Can someone explain why the Wikimedia Commons accepts uploads of printable PDF documents (e.g. brochures) but not the editable source version in Open Document Format (e.g. .ODT). This seems to violate the open source principle.
This should be an FAQ but, but it isn't obvious from http://commons.wikimedia.org/wiki/Commons:File_types
Lars Aronsson schrieb:
Can someone explain why the Wikimedia Commons accepts uploads of printable PDF documents (e.g. brochures) but not the editable source version in Open Document Format (e.g. .ODT). This seems to violate the open source principle.
The reasons are of a practical nature. ODT files are hard(er) to varify, because they are just zip files that could contain anything. Also, they can contain things like java applets, which are potentially dangerous. I think these are the resons for not allowing office-style formats. Someone correct me if i'm wrong.
-- daniel
On Sun, Nov 16, 2008 at 3:51 PM, Daniel Kinzler daniel@brightbyte.de wrote:
Lars Aronsson schrieb:
Can someone explain why the Wikimedia Commons accepts uploads of printable PDF documents (e.g. brochures) but not the editable source version in Open Document Format (e.g. .ODT). This seems to violate the open source principle.
The reasons are of a practical nature. ODT files are hard(er) to varify, because they are just zip files that could contain anything. Also, they can contain things like java applets, which are potentially dangerous. I think these are the resons for not allowing office-style formats. Someone correct me if i'm wrong.
I was just about to post the same thing, Damiel beat me because I took the time to test the current functionality.
We permitted SXD (openoffice 1.x) files until fairly recently when the new Java/zip exploit came to light, up until that point the newer ODT files were just not supported by omission. Now we've been reminded of the problems of zip formats, so we're currently denying both.
If someone creates a good sanitizer that only allows normal ODT files without the risk of smuggling hidden program code, then we could allow the OpenOffice files again. I believe it would be desirable to do so, as rejecting the editable form is highly undesirable.
Although, we strongly prefer wikitext for text, so there ought to be a very good reason for using ODT *or* PDF. Most uploaded PDFs are deleted and http://commons.wikimedia.org/wiki/Commons:Scope has some to say about the matter.
I'll go update the formats page to reflect this information.
2008/11/16 Gregory Maxwell gmaxwell@gmail.com:
If someone creates a good sanitizer that only allows normal ODT files without the risk of smuggling hidden program code, then we could allow the OpenOffice files again. I believe it would be desirable to do so, as rejecting the editable form is highly undesirable.

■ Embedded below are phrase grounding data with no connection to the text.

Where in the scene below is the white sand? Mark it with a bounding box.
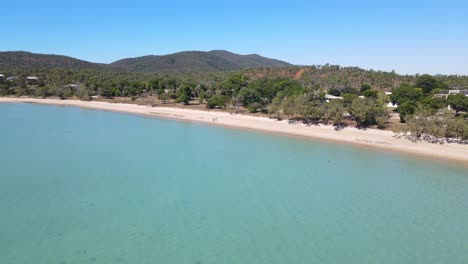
[1,97,467,163]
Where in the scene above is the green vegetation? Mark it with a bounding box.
[1,51,467,142]
[447,93,468,114]
[404,107,467,140]
[0,50,291,74]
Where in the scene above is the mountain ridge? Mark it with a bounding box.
[0,50,292,73]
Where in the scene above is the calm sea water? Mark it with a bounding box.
[0,103,467,264]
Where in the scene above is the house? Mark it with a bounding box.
[64,84,79,89]
[434,90,449,98]
[449,89,468,96]
[325,94,343,103]
[0,74,5,81]
[384,92,397,108]
[25,76,39,85]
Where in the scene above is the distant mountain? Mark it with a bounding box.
[0,50,291,73]
[110,50,291,73]
[0,51,106,71]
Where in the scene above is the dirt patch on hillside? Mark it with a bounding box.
[294,69,305,79]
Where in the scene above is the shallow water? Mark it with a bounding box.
[0,103,467,264]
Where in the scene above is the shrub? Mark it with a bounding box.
[206,95,230,109]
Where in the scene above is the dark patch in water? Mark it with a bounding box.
[89,256,97,262]
[76,249,88,255]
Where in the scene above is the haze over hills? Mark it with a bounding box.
[0,50,291,73]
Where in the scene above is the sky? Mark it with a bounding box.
[1,0,467,75]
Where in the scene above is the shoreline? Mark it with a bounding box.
[1,97,467,164]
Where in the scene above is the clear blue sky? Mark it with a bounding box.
[1,0,467,75]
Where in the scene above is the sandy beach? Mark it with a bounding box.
[1,97,467,163]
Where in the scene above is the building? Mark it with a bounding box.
[64,84,79,89]
[25,76,39,85]
[434,90,468,98]
[384,92,397,108]
[0,74,5,81]
[448,89,468,96]
[325,94,343,102]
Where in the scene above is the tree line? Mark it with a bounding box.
[1,69,467,141]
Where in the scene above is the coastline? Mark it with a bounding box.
[1,97,467,163]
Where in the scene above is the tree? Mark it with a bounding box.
[404,106,434,138]
[268,91,286,119]
[236,87,261,107]
[222,74,247,97]
[375,107,390,129]
[363,89,378,98]
[415,74,437,95]
[206,95,230,109]
[35,86,49,98]
[100,86,115,99]
[342,87,358,94]
[328,88,341,96]
[302,99,326,121]
[280,95,302,118]
[77,84,91,101]
[360,83,372,94]
[158,92,171,104]
[420,96,447,112]
[176,85,192,105]
[398,101,417,122]
[390,85,422,106]
[447,93,468,114]
[348,98,373,127]
[342,93,358,107]
[0,84,10,96]
[326,99,344,125]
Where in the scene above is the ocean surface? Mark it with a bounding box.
[0,103,467,264]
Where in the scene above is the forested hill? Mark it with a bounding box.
[0,50,291,73]
[0,51,107,71]
[2,50,467,89]
[110,50,291,73]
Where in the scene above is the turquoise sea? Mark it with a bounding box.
[0,103,467,264]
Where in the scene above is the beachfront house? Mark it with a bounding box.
[325,94,343,103]
[385,91,397,108]
[434,90,449,98]
[448,89,468,96]
[434,89,468,98]
[64,84,79,89]
[25,76,39,85]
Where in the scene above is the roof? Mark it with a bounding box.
[325,94,343,99]
[449,89,468,95]
[26,76,39,80]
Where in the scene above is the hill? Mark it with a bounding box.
[0,51,107,71]
[0,50,291,73]
[109,50,291,73]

But still zip file could have decompression bomb or is there any universal method of avoiding that?
AJF/WarX
On Sun, Nov 16, 2008 at 4:13 PM, Artur Fijałkowski wiki.warx@gmail.com wrote:
2008/11/16 Gregory Maxwell gmaxwell@gmail.com:
If someone creates a good sanitizer that only allows normal ODT files without the risk of smuggling hidden program code, then we could allow the OpenOffice files again. I believe it would be desirable to do so, as rejecting the editable form is highly undesirable.
But still zip file could have decompression bomb or is there any universal method of avoiding that?
Disallow recursive zips (not needed for any of these formats), and check the directory before uncompressing, disallowing anything that decompresses to enormous sizes. The combination should be sufficient for that particular issue.
Gregory Maxwell wrote:
Although, we strongly prefer wikitext for text,
I don't use PDF for text, but for text with layout. And then I cannot supply the preferred editbale source format.
My Wikipedia Academy exercises are already available in editable (and translatable) text on meta, http://meta.wikimedia.org/wiki/User:LA2/%C3%96vningsuppgifter
but the layouted and printable PDF cannot be immediately derived from that, http://commons.wikimedia.org/wiki/Image:Wikipedia_Academy_2008_Sweden_Exerci...
There is an ODT document in between, that I currently cannot upload. So I provide the printable PDF without the preferred editable format, thus violating the GNU freedoms of the user.
This is the case *everytime* I upload a PDF.
On Sun, Nov 16, 2008 at 4:42 PM, Lars Aronsson lars@aronsson.se wrote:
but the layouted and printable PDF cannot be immediately derived from that, http://commons.wikimedia.org/wiki/Image:Wikipedia_Academy_2008_Sweden_Exerci...
What layout there could you not accomplish via Wikitext?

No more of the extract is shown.